Como está a regulamentação para empresas trabalharem aqui em termos de meio ambiente, de energia elétrica?
Está andando. Somos um dos cinco maiores em energia eólica e solar do mundo. Uma das regulamentações importantes é a de liberação e qual vai ser o ritmo de liberação dos consumidores do grupo B (ligados à rede de baixa tensão, atendidos pelo mercado regulado). Esse debate começa agora no Congresso. Existem vários países onde os consumidores são livres para escolher quem é seu fornecedor.
O mundo está ficando muito dependente de energia elétrica, não? Carro elétrico, uma série de demandas novas. O mundo tem condição de fornecer tudo isso de energia?

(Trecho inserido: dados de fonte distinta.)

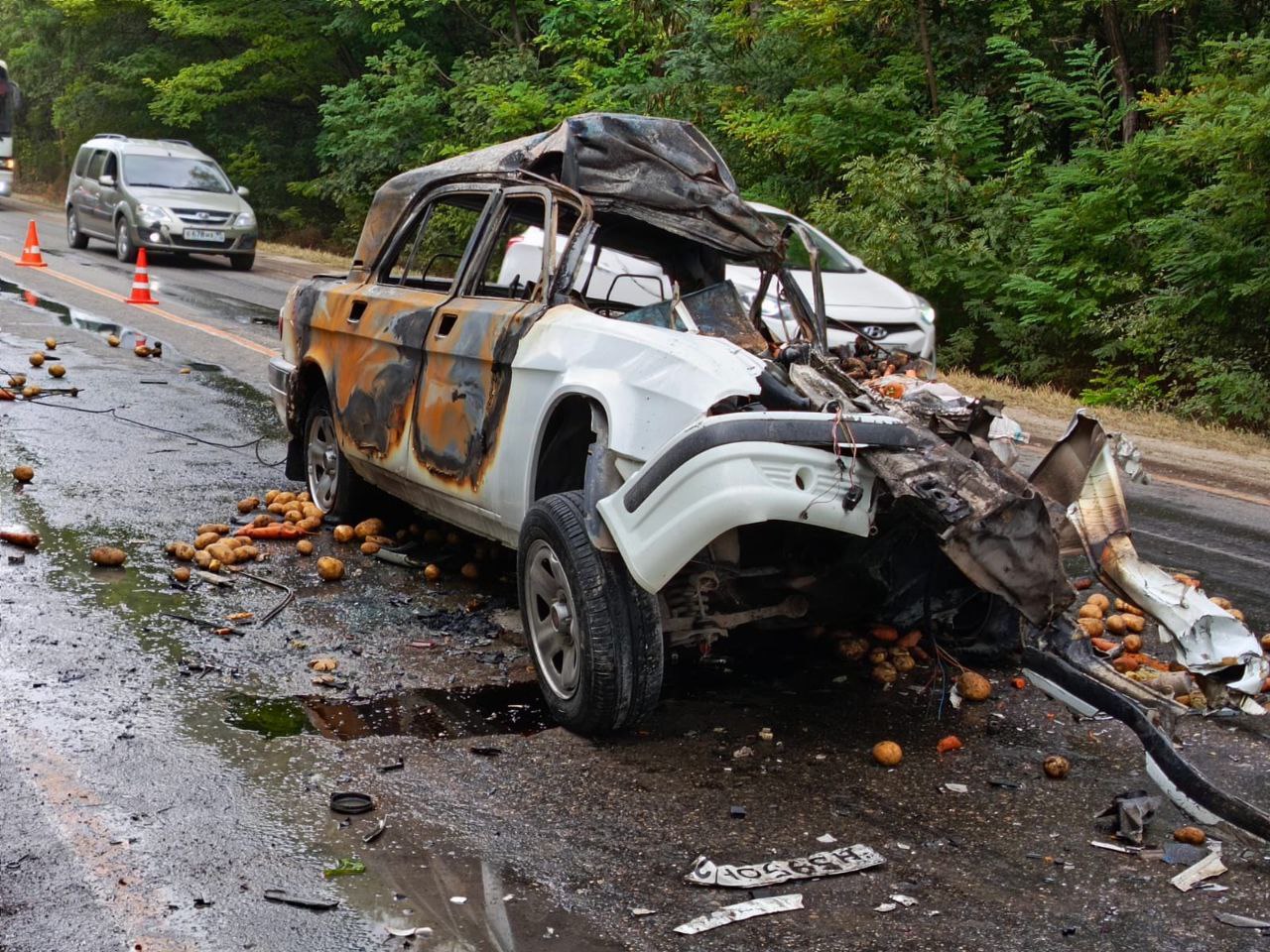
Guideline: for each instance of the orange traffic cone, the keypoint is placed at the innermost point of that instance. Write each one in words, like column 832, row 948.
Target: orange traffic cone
column 31, row 257
column 141, row 282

O mundo tem mais dificuldade de fazer isso do que o Brasil. (O desenvolvimento da) inteligência artificial está multiplicando por 10 ou às vezes 20 a demanda por data centers para processar essa informação, a quantidade de dados processados é enorme. É um negócio que precisa de energia renovável, de contingência, eu
acho que o Brasil vai ser um hub de energia.
Pode traçar um cenário sobre o tema energia elétrica em 10 anos ou 15 anos?

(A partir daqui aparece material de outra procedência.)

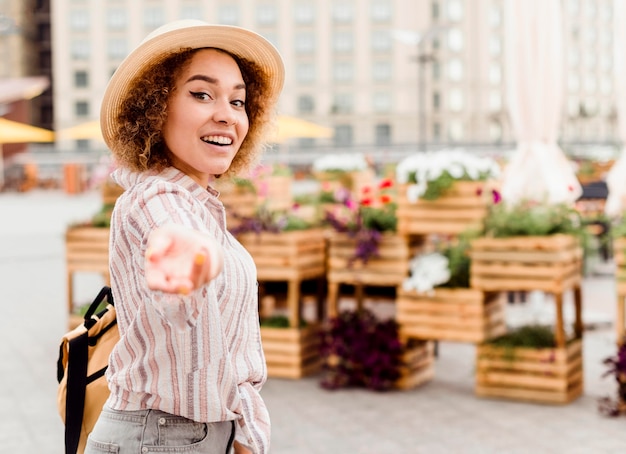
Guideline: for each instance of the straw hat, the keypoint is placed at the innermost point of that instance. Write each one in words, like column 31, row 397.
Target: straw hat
column 174, row 36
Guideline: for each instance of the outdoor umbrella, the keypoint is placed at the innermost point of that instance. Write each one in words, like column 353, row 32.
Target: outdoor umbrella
column 538, row 169
column 616, row 200
column 288, row 127
column 16, row 132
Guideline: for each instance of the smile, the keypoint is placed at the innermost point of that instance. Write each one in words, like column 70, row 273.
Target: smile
column 217, row 140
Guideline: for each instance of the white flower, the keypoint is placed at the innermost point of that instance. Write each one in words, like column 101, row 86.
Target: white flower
column 340, row 162
column 427, row 272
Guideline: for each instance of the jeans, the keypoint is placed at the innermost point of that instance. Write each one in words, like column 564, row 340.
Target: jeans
column 154, row 431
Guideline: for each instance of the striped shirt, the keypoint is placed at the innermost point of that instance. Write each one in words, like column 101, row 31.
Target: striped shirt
column 198, row 356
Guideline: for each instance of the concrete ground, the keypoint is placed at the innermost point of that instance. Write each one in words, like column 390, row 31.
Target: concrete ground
column 442, row 416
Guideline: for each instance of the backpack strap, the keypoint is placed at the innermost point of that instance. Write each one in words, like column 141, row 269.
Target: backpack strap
column 78, row 354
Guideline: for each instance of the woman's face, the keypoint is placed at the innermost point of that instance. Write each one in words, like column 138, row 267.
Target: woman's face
column 206, row 118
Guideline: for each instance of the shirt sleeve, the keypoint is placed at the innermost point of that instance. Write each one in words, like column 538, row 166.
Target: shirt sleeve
column 160, row 204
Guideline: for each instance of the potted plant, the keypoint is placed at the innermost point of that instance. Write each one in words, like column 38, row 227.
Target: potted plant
column 360, row 350
column 444, row 192
column 528, row 246
column 363, row 245
column 291, row 250
column 436, row 302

Para se descarbonizar, o mundo tem de sair das fontes que queimam carvão, óleo, gasolina etc. Então, ele vai se eletrificar. A forma de alimentar isso é usar fontes cada vez mais renováveis. Os países estão investindo em solar e eólica, embora com menos eficiência que o Brasil. Não vai acabar o petróleo, vai trocar o carvão, o óleo combustível, por gás natural. Eu diria que o Brasil tem uma vantagem espetacular. O Brasil tem 220 mil MW de
energia instalados. Como comparação, uma usina como Itaipu, que é a maior (do País), tem 14 mil MW. Só de potencial de eólica no continente nós temos cerca de 400 mil MW. Em 1960, tínhamos 5 mil MW instalados. E eu estou falando só de uma fonte, você tem mais 100 mil MW de hidrelétrica, tem o gás do pré-sal, uma quantidade solar imensa. E solar é a fonte que mais vai crescer. Então eu não tenho dúvida de que nós somos o celeiro energético do mundo para alimentar o processo de descarbonização.